15 Sep Telluride Gallery of Fine Art: Sally Strand
Colored chalk has been used for thousands of years.
Prehistoric cave painting in southern France, Spain, and South Africa show that early man worked with red, white, and ochre earth pigments and burnt bone when creating these earliest color paintings.
A work made by one Italian master in the 16th century in which Guid Reni used a variety of colored chalks still survives, a rare thing because, for centuries, pastels were used only for preliminary studies and can be an impermanent medium.
Fast forward to the 19th century, when a a group of renegade artists collectively known as the Impressionists changed the course of art history in a number of significant ways. One of the group, Edward Degas, put pastel art on the map. Before Degas, the word “pastel” was synonymous with with effete color. Collectors did not take the medium seriously.
Sally Strand is one of a number of high profile pastel artists in the stable of Telluride Gallery of Fine Arts, a list which also includes Bruce Gomez, Doug Dawson, Carole Katchen, and Deborah Bay.
Brandishing her colored sticks, Strand loves to tease the magic out of everyday objects and ordinary places and situations: train stations, restaurants, pears, a bowl of flowers, eggs, an unmade bed.
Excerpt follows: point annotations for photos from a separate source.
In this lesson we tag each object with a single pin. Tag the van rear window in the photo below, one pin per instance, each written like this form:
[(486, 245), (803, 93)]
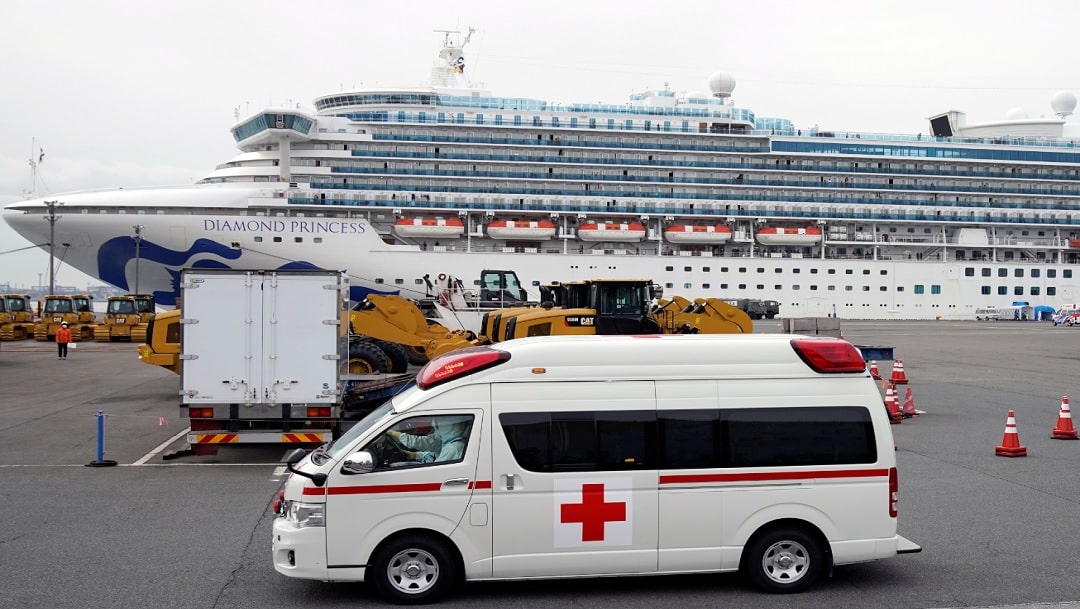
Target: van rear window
[(687, 440)]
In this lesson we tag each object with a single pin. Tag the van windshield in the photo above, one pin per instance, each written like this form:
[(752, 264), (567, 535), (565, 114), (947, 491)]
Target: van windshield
[(337, 448)]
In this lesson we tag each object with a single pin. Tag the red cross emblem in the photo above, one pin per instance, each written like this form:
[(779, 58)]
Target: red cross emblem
[(593, 512)]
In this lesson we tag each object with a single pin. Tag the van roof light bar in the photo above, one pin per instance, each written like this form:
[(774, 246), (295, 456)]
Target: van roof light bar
[(459, 364), (829, 355)]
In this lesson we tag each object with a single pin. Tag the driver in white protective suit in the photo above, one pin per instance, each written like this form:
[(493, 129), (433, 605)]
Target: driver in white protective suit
[(445, 443)]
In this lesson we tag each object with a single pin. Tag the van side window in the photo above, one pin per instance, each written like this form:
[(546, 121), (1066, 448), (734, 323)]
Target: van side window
[(687, 440)]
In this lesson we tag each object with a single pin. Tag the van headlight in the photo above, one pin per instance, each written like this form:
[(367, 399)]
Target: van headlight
[(305, 514)]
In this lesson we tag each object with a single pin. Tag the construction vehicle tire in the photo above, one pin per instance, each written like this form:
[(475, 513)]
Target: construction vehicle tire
[(396, 354), (367, 359), (416, 355)]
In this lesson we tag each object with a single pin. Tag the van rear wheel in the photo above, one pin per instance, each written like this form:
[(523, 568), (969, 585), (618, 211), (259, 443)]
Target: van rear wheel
[(784, 560), (413, 570)]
The quotidian then becomes a placeholder for Strand’s real subject: catching the light as it changes from moment to moment.
Although her work is representational, Strand is anything but a strict realist. Look closely at her color choices: her palette is there to create a mood, rather than depict what is actually in front of our eyes. In a very real sense, Strand helps her viewer see rather than simply look.
Strand once told Telluride Inside…and Out: “Success to me is when you can take an ordinary head of lettuce and cause someone to give it a second glance.”
Sally Strand is recognized by the Pastel Society of America as a Master Pastelist and a member of its Hall of Fame. After years of producing major work and being honored for her artistic accomplishments, she returned to college to earn an MFA in oil painting – 40 years after her first degree.
The show at the Telluride Gallery of Fine Art highlights Strand’s extraordinary pastels as well as her new work in oil.